Report on Kavachi (Solomon Islands) — 29 January-4 February 2014
Smithsonian / US Geological Survey Weekly Volcanic Activity Report, 29 January-4 February 2014
Managing Editor: Sally Kuhn Sennert
Please cite this report as:
Global Volcanism Program, 2014. Report on Kavachi (Solomon Islands). In: Sennert, S K (ed.), Weekly Volcanic Activity Report, 29 January-4 February 2014. Smithsonian Institution and US Geological Survey.
8.991°S, 157.979°E; summit elev. -20 m
All times are local (unless otherwise noted)
According to NASA's Earth Observatory, a satellite image acquired on 29 January showed a plume of discolored water E of Kavachi, likely from lava fragments and dissolved gases. A bright area above the submerged peak suggested churning water. There was no sign that the volcano had breached the sea surface.
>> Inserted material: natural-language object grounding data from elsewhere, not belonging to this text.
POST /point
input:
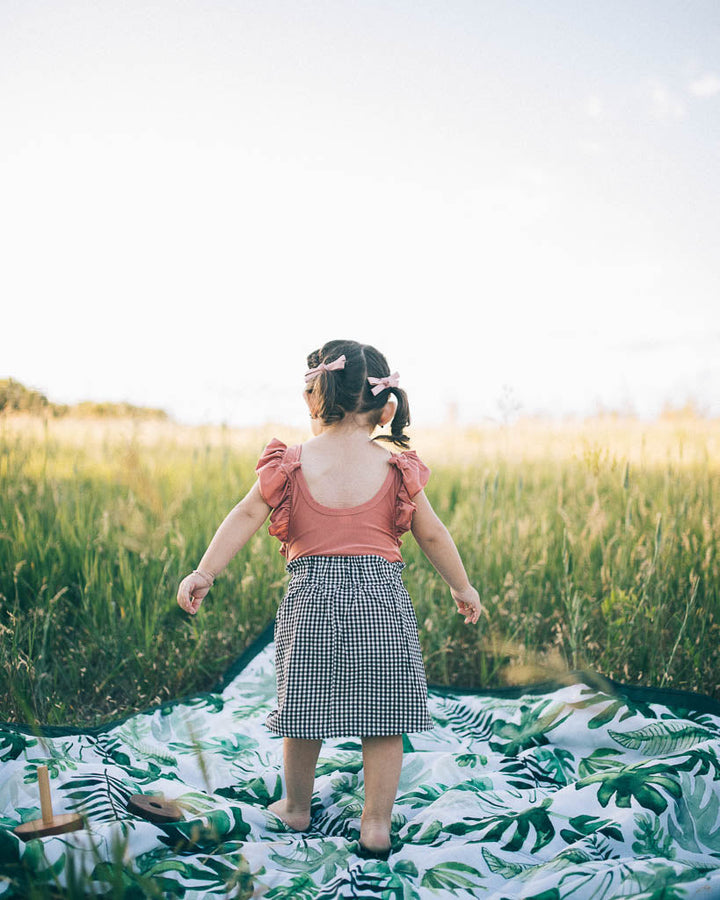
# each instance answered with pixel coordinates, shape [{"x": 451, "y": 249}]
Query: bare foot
[
  {"x": 375, "y": 836},
  {"x": 298, "y": 821}
]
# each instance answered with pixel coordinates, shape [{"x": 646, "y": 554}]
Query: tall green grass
[{"x": 584, "y": 560}]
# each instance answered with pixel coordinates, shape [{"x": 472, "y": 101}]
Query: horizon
[{"x": 514, "y": 202}]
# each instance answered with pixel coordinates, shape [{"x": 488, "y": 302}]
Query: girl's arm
[
  {"x": 435, "y": 542},
  {"x": 237, "y": 528}
]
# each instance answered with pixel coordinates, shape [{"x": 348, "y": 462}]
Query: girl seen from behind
[{"x": 348, "y": 657}]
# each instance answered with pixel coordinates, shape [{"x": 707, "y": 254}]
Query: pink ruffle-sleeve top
[{"x": 305, "y": 527}]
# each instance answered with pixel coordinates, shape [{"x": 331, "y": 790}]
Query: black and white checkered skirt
[{"x": 347, "y": 652}]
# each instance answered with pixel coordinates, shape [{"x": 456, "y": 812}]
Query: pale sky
[{"x": 507, "y": 198}]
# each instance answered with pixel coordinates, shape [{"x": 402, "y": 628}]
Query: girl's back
[{"x": 341, "y": 471}]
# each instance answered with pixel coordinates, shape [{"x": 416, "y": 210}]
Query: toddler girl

Geologic Background. Named for a sea-god of the Gatokae and Vangunu peoples, Kavachi is one of the most active submarine volcanoes in the SW Pacific, located in the Solomon Islands south of Vangunu Island about 30 km N of the site of subduction of the Indo-Australian plate beneath the Pacific plate. Sometimes referred to as Rejo te Kvachi ("Kavachi's Oven"), this shallow submarine basaltic-to-andesitic volcano has produced ephemeral islands up to 1 km long many times since its first recorded eruption during 1939. Residents of the nearby islands of Vanguna and Nggatokae (Gatokae) reported "fire on the water" prior to 1939, a possible reference to earlier eruptions. The roughly conical edifice rises from water depths of 1.1-1.2 km on the north and greater depths to the SE. Frequent shallow submarine and occasional subaerial eruptions produce phreatomagmatic explosions that eject steam, ash, and incandescent bombs. On a number of occasions lava flows were observed on the ephemeral islands.